From some brief analysis, it appears that every single process run (either a SELECT or UPDATE query basically) it has counted as 1 connection. There seems to be exactly 100 processes that were run by me on the front end refreshing the page or making some other DB queries.
I’m no expert, but this doesn’t seem right?
Also, like i said, only changes recently have been upgrading Docker and upgrading Wappler.
I think the problem is when you work with Wappler you are editing files from your server and each file change triggers a server restart. I believe that when the server is restarted the previous database connections are not being released correctly because of the hard restart and that causes connections to stay active until they finally timeout. On normal usage without the server being restarted each time it should not happen, you probably only see this problem when working with Wappler. I will see if I can do some cleanup when the server is being stopped.
Just to clarify, I only did a hard restart on the server a couple of times. Most of the time I was just re-deploying the target once it hit its limit so I could continue to develop and test my application.
Also, most of the testing of this problem I did yesterday ( I probably got this error 30-50 times) I wasn’t saving Wappler at all. I was simply using the app in Chrome on local host.
Matt could be right here... What was not sitting right with this comment though was that this is the first time it's happened in almost a year of development.
BUT it is is POSSIBLE that all other times I've been testing and developing I have also been making changes to server connect files and thus restarting the server like @patrick said. I'd often save a file, test things out, rinse and repeat.
This week I've just been testing things and grabbing screenshots for sales/marketing...haven't saved anything in Wappler at all. Perhaps the problem has been there all along???
@patrick I’ve actually now started getting this on my staging environment.

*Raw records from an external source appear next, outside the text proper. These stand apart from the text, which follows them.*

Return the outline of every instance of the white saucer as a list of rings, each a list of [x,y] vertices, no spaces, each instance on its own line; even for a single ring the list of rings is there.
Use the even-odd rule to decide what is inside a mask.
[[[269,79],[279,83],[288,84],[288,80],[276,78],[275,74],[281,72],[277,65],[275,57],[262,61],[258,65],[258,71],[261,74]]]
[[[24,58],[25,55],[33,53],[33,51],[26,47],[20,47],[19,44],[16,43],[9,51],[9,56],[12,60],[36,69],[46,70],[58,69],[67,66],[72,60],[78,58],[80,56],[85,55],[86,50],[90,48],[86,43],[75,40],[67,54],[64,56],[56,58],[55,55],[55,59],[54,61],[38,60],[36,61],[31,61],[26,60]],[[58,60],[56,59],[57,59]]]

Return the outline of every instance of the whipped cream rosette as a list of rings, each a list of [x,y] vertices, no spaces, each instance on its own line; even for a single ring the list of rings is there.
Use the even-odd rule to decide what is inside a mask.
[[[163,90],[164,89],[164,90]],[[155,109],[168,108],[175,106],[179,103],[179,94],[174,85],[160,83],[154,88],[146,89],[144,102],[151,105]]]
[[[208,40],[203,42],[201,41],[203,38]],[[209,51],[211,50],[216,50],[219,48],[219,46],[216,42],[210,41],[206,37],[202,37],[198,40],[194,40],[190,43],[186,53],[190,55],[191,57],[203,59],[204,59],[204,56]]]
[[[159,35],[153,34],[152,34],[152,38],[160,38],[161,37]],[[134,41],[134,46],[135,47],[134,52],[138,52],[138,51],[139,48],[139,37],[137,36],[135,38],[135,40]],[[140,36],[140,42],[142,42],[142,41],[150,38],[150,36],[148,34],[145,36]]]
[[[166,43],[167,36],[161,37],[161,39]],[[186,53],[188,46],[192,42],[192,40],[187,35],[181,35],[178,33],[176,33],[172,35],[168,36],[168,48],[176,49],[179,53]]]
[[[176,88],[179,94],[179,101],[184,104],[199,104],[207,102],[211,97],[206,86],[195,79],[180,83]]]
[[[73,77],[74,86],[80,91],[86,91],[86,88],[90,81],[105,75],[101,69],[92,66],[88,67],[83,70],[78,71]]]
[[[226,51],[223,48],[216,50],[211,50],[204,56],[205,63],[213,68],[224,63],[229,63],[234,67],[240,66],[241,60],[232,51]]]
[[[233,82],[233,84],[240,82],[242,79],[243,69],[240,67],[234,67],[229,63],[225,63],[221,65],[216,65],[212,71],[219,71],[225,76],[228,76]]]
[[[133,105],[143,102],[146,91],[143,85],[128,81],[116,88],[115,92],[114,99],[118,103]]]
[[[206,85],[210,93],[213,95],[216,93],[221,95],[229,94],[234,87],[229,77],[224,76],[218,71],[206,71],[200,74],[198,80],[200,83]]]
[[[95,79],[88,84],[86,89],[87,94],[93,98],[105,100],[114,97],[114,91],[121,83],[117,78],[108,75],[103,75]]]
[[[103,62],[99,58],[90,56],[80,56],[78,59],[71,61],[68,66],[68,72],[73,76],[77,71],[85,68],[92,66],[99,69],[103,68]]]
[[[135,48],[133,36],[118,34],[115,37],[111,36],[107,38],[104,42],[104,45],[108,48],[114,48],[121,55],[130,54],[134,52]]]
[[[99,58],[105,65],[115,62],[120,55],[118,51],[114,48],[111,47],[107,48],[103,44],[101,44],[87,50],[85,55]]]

Docker with Docker MySql 8 DB. Something is definately not right as MySql has a lot higher connection limit by default as I understand it, plus it’s literally just myself and my co-founder doing QA and testing. I’d say the connections are staying live?
I created a new project using same settings (Docker, Postgres, Node etc). Used the sample database and created a number of queryies. It all worked perfectly. Only 1 connection was maintained despite how many queries i ran.
The reason this happened was because in this test project i ONLY used the new GLOBAL DB connection.
In my normal project, i have a DB connection in every API file as that’s how it was built.
If i remove the DB connection step, and use the global DB connection, then running that query does not create any additional DB connections.